Taksi durağına dogru adımlarken,telefonuma bildirim geldi.Çantamdan çıkarıp kimin attıgına baktım.Abimden gelmişti.

'Biraz geç gelebilirim.
Haberin olsun.'yazmıştı.
Kısa bir cevap yazıp gönderdim.

Daha sonra bir taksiye atlayıp
kızlarala buluşacagımız kafenin adını şöföre verdim.15 dakika sonra kafeye gelmiştim.İçeri girdigimde,kızları aramaya başladım.Acaba gelmişlermiydi?

Etrafa bakınırken Lisa'nın"Rose" diye çırlayıp el sallayışını gördüm.Hemen yanlarına gidip sandalye çektim ve oturdum.

"Bize haber veren sensin ama bekleyen biziz.Söyle bakalım.
Önemli olan neymiş"diye Jennie
sorunca soluklanarak yerime oturdum.Ahh,jennie'nin sabah sendromları hiç çekilmezdi ve benim yüzümden erken kalktığı için şuan çok huysuzdu.

"Dün Min Sung'dan ayrıldım."
diyince hepsi birden bana baktı.

"Ne yaptı?Umarım yanlış bir şey yapmamıştır!" diyip sinirlenen ve rengi atan arkadaşımı sakinleştirmeye çalıştım.

"Yoksa sana zorla kavunlu dondurma mı yedirmeye çalıştı"diyince Jisoo,
yüzümü buruşturdum.Iyyy hiç sevmezdim.Ama tabii ki sebep,bu da degildi.

Lisa"Ne yaptı!Aldattı mı yosa.
Onun ağzına.."demesine fırsat vermeden elimle ağzını kapattım.Çok da küfürbazdır kendisi.

"Hayır öyle bişey degil.Yani,bir anda oldu ve ne olup bittiğini bende anlayamadım." diyip gözlerimi masaya diktim.Sanırım üzgün olduğumu anlayınca susmuşlardı.

"Kıyamam ama sana! Anlat da bizde ona göre sana destek olmaya çalışalım." diye Lisa sakince bana sorunca,derin bir nefesi cigerlerime soludum.Ve anlatmaya başladım.

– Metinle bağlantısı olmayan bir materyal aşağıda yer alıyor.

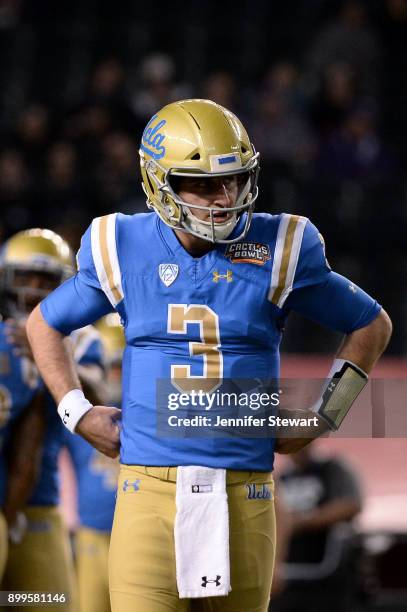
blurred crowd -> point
(320, 86)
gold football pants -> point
(43, 559)
(142, 573)
(92, 551)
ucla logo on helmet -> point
(152, 139)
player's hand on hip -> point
(100, 427)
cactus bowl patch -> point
(248, 252)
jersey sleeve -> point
(96, 289)
(336, 303)
(299, 258)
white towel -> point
(202, 532)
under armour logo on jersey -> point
(205, 581)
(135, 486)
(168, 273)
(228, 277)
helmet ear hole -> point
(150, 184)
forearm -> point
(94, 386)
(362, 347)
(52, 355)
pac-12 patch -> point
(248, 252)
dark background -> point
(321, 86)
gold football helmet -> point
(197, 138)
(38, 253)
(112, 336)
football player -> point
(33, 263)
(96, 479)
(203, 286)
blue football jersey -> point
(188, 318)
(96, 480)
(19, 382)
(87, 349)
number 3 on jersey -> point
(179, 315)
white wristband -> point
(72, 407)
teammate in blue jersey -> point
(203, 286)
(96, 480)
(34, 262)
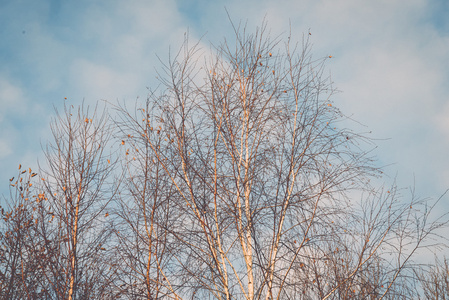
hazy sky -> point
(390, 60)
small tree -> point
(77, 189)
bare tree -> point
(260, 173)
(239, 179)
(77, 189)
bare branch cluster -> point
(238, 179)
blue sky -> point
(390, 60)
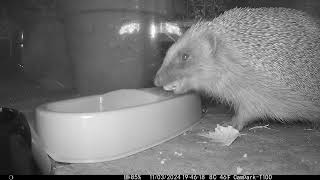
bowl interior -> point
(114, 100)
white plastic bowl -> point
(113, 125)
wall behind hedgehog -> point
(44, 56)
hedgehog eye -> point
(185, 56)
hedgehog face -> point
(188, 64)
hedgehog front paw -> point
(235, 123)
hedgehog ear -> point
(213, 41)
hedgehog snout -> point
(157, 80)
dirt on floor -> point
(273, 149)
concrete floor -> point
(281, 149)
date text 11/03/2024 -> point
(198, 177)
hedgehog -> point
(263, 62)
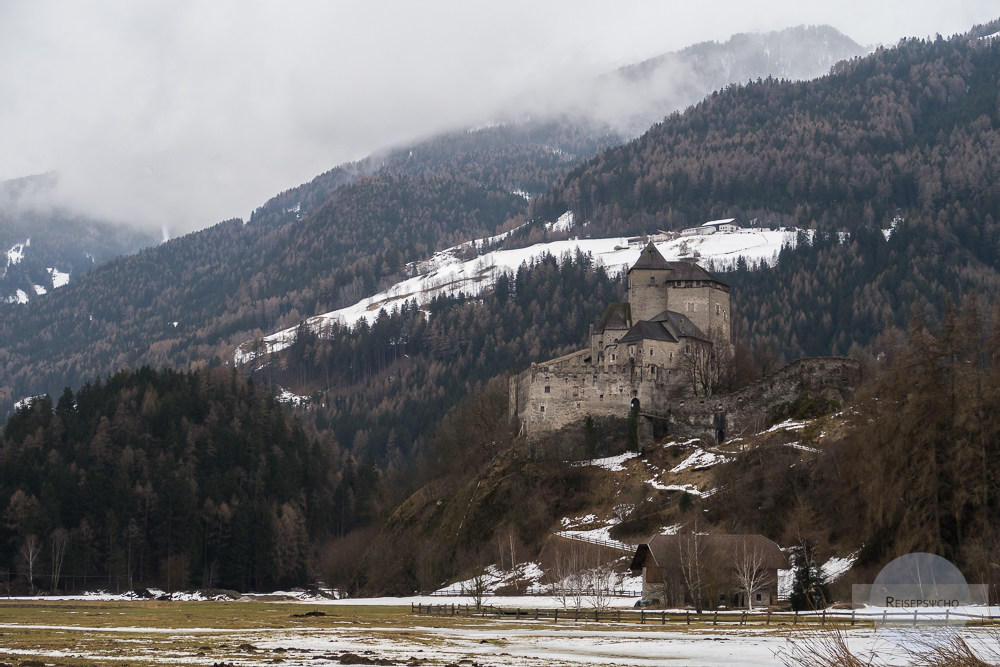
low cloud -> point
(182, 114)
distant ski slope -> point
(446, 274)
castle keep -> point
(659, 354)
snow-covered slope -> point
(447, 274)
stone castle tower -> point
(651, 355)
(656, 285)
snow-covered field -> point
(338, 635)
(446, 273)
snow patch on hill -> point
(16, 254)
(449, 273)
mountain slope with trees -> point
(166, 479)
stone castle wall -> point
(727, 416)
(552, 395)
(556, 393)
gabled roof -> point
(651, 260)
(679, 325)
(665, 550)
(617, 315)
(719, 223)
(646, 330)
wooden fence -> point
(825, 618)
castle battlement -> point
(660, 361)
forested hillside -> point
(42, 246)
(914, 471)
(380, 388)
(167, 479)
(903, 138)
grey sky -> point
(181, 113)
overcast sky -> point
(182, 114)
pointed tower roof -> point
(651, 259)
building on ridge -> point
(664, 342)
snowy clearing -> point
(446, 273)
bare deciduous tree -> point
(30, 550)
(749, 572)
(58, 542)
(691, 558)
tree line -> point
(167, 479)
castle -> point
(659, 355)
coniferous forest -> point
(199, 477)
(166, 479)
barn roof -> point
(665, 550)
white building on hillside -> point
(713, 226)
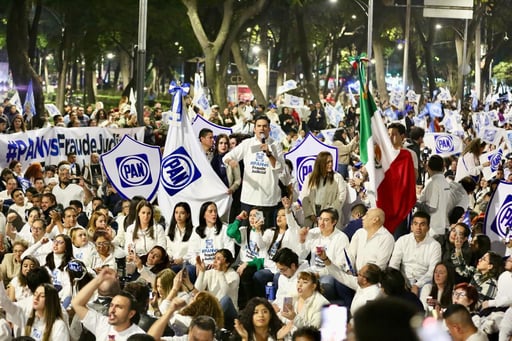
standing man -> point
(373, 243)
(434, 198)
(120, 322)
(207, 141)
(66, 191)
(263, 161)
(417, 253)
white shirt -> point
(333, 245)
(416, 260)
(504, 294)
(287, 287)
(376, 250)
(434, 199)
(98, 325)
(207, 247)
(144, 243)
(219, 283)
(260, 185)
(362, 295)
(65, 195)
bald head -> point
(374, 218)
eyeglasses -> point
(102, 244)
(458, 294)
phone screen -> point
(334, 322)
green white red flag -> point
(392, 181)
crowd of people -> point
(79, 262)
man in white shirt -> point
(121, 313)
(66, 191)
(460, 325)
(373, 243)
(417, 253)
(287, 262)
(435, 196)
(366, 283)
(263, 160)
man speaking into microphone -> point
(263, 162)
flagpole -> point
(369, 39)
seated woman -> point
(17, 288)
(467, 295)
(82, 248)
(439, 292)
(484, 276)
(202, 303)
(307, 305)
(149, 265)
(10, 265)
(259, 321)
(161, 289)
(222, 281)
(103, 254)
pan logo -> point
(134, 170)
(178, 171)
(444, 144)
(304, 167)
(503, 220)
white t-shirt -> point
(98, 325)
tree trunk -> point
(310, 87)
(17, 45)
(378, 54)
(246, 75)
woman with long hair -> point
(17, 288)
(345, 148)
(304, 311)
(45, 322)
(469, 161)
(259, 322)
(11, 263)
(222, 281)
(178, 235)
(323, 188)
(209, 236)
(202, 303)
(162, 286)
(150, 264)
(144, 233)
(103, 254)
(439, 292)
(484, 276)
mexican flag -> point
(392, 181)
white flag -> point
(187, 175)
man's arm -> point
(81, 299)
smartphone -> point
(259, 216)
(334, 322)
(287, 303)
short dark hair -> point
(286, 257)
(333, 212)
(468, 183)
(416, 133)
(436, 163)
(205, 131)
(398, 126)
(203, 322)
(373, 273)
(422, 214)
(309, 332)
(385, 319)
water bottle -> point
(270, 291)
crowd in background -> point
(79, 262)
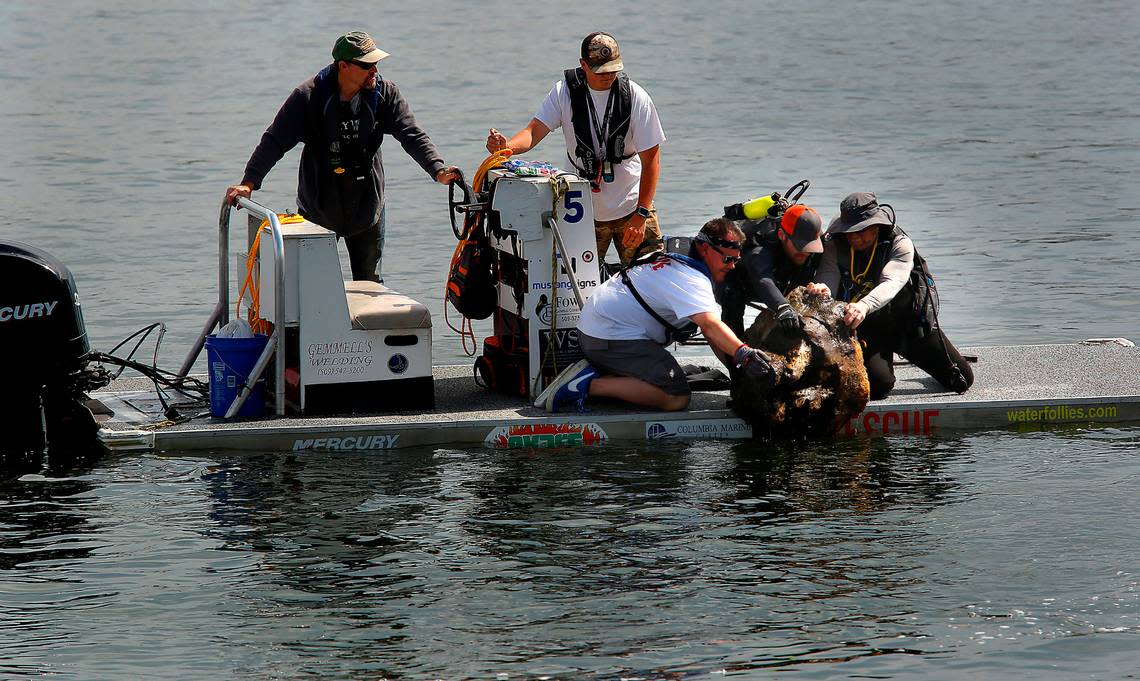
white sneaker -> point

"Biliyosunuz,bu aralara biraz soguktu bana.Bende dayanamayıp onu aradım ve nedenini sordum.O da artık bunu sormamı beklermiş gibi,
direk açıklama yaptı.'Sana henüz bağlanamadım Rose,bilmiyorum,
henüz olmamalı,sana alışamadım ve beraberken eger başkasına aşık olursam,sen üzülürsün.Yani demek istedigim' demesine kalmadan,ben 'Ayrılalım' dedim.Beklemiyordu herhalde.Çünkü o daha demeden ben bogazına dizdim kelimelerini.
Şaşırdı biraz,sonra 'peki, demek istediğim buydu zaten.Ama-' demesine kalmadan,o anın sinirliyle yüzüne kapattım telefonu.Ne diycekti diye umursamadım o an.Zaten iki hafta önce Amerikaya gitmişti.
Bir hafta sonra gelmiş." diyip  cümlemi bitirdigimde,Lisa ve Jennie'nin yüzü gergin,Jisoo ise düşünceliydi.

Sanırım onlarda şaşırmıştı. Çünkü okulda nerdeyse en popüler çift Lisa ve Jungkook'tan sonra bizdik diyebilirdim. E tabi herkez de Min Sung'un beni deliler gibi sevdigini sanıyordu.Ben de öyle sanıyordum..

"Ay,çok kıymetli kalçamın kenarı!Şuna bak,ısınamamış mış!"diye
ağzının içinde geveliyordu Lisa.Tabii ki duymuştum.

"Peki,neden üzgünsün Rose?Sonuçta
sende ayrılmak istemişsin.Bu senin için de iyi olmadı mı?" diye Jisoo sorusunu yöneltince başımı kaldırıp ona baktım.

"Aslında,o bana alışamadı ama ben ona alışmıştım.Bunu kelimelerle anlatamam tabii.Güzel günler geçirmiştik.Onunla eglenmiştim,
mutlu olmam için elinden geleni yapardı.Gözlerime çok yoğun bakardı.
Ama,aslında bunların yalan olması beni kırdı.Bilmiyorum.Alışmıştım,
ve şuan onu özlüyorum"diyip gözlerim dolunca,hemen yanımda oturan Jennie,sıkıca sarıldı bana.

"Aman neyse,illaki karşına o insan dışı varlığı unutturacak bi yakışıklı çıkar.E çıkmazsa da, biz unuttururuz!"diye hırsla söyleyip, bedenime sarılı olan kolunu daha çok sıkarak sarıldı Jennie.

İnanıyordum,unutacaktım.O nasıl acımadan unuttuysa,ben neden unutamayım ki!Dimi?Yanımda da yıkılmaz arkadaşlarım varken!

Hiçbirimiz kahvaltı etmemiştik.
Garsonu çagırıp ortaya bir pizza sipariş ettik.Jennie pizza sevmiyordu,bu yüzden kendine hamburger sipariş etmişti.Evet şuan kahvaltı degil,resmen pizza yiyorduk.Bunu hep yapardık aslında.Sadece beraber olduğumuz zamanlar tabii.